An hour later Moran stopped at the cabin. He washed the tiny red berries in the icy spring and placed them in a tin dish. A can of condensed cream, the one chief treasure of his cache, he slipped into his pocket as he started for the rims. Half way up Flash joined him, a small striped animal dangling limply from his jaws. He carried it to the point of rocks and deposited it gravely beside the girl.

“Flash, you old sweetheart,” she laughed. “How like a man you are! You woo me with delicacies from the hills as a man would with chocolates, dinners and wine. It’s the male instinct to feed the she he loves.” She glanced up and saw Moran. He too had brought her food and for one brief instant she could not meet his eyes but locked off across the hills, wondering if he had heard. Then she turned and stretched forth her hand.

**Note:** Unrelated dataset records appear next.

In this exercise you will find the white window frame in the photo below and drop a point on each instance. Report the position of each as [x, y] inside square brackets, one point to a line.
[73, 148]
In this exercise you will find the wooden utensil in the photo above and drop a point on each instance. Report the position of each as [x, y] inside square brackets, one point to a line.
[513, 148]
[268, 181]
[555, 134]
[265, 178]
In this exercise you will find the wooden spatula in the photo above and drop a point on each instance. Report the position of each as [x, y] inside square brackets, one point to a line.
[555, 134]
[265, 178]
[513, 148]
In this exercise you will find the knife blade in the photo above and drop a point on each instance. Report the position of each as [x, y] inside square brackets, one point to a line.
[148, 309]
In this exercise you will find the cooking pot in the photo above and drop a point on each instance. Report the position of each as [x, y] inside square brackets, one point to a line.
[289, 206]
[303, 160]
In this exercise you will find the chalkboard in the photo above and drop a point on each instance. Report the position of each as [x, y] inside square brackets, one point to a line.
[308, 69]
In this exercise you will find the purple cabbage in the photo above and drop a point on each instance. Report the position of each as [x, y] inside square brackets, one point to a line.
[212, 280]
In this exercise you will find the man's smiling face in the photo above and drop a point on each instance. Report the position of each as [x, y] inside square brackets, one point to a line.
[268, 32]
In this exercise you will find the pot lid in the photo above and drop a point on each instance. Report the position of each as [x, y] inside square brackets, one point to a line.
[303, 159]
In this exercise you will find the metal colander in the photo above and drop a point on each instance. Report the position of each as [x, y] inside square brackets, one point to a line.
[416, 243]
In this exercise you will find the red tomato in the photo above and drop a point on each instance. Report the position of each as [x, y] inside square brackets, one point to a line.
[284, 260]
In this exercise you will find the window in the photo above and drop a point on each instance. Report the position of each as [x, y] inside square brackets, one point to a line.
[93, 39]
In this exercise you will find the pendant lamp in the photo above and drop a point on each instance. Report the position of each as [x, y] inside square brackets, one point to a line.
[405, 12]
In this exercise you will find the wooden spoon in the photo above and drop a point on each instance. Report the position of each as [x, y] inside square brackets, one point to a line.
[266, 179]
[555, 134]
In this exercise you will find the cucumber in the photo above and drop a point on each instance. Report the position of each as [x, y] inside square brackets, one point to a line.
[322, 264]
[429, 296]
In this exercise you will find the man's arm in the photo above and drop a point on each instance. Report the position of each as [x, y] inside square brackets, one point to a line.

“Oh! Give them to me!” she said. “I’m starved for something fresh.” She ate them slowly, lingeringly, and thanked him with each bite. Moran had heard! That note which Flash had so long since detected in his voice was no longer an undertone but was now so apparent in each word he spoke that the girl could read it and know what it held out to her. She thrilled to it, craved its full expression as she had craved the taste of each delicious berry—a thousand times more insistently than that—and knew that it could never be fulfilled.

They spoke but little. Dusk settled down around them. A soft violet haze drifted across the hills, shaded to purple, and the deeper valleys swam in obscurity below them while the sun still glinted brilliantly from the snow caps of far off divides. The girl’s heart was touched with the shadows while Moran’s was alight with the sparkling reflection from the peaks. At last all was night except one gleaming spot, the blaze of snow on the most lofty point in the Sunlight Peaks.

Then Moran turned and held her close in his arms. She stayed there, clung to him for a long minute. As the last light faded from the distant point she drew away.

“Maybe it was wrong,” she said. “But I’m only human. Right or wrong—I had to have my one minute with you. Besides, I wanted you to know. You would rather know it that way—once; even though we can’t go on with it. I’ve made one big, unutterable mistake, the worst a girl can make.” Moran attempted to speak, but she shook her head.

“It meant everything at the time. It means a great deal now; enough so that I’d do almost anything—but not the thing I did. I couldn’t since this has come to us. Some day I’ll tell you what it is——some time soon, before you go. You’re so understanding with animals, so tolerant of their faults, that you may find some extenuation for me.”

“Whatever you have done won’t matter a straw,” he said. “I don’t even care to know what it is. It’s past. You’re mine by every natural law. And I want you—now!”

“Not now,” she said. “Sometime perhaps. I can’t tell—only hope. But if that time ever comes I promise to send for you. Will you be satisfied with that?”

“For now,” he assented, “but not for long. The one big, outstanding fact is that we belong. Nothing, absolutely not one thing I can think of can stand for long against that fact. It’s a natural law—the most compelling law of nature. If there is any man-made convention which says it is wrong we’ll shatter it.”

He swept her to him, held her close, kissed her until she was dizzy with love. The lobo cry rolled up out of the valley below, swept past them and clanged against the cliff face behind; savage, powerful, exultant!

Moran released her and stepped back.

“I won’t do that again but I wanted you to be sure. You heard that cry. I’ve never had a mate. I’ve waited long years for the right one. You’ve given me your love. That’s all that matters to me. I’ve lived so long alone among wild things that perhaps I’ve absorbed some of their philosophy of life. I’ll keep that love you’ve given me. If there’s no other way to keep it for ourselves I’ll keep it as the beast that made that cry would keep it—as Flash would hold his mate!”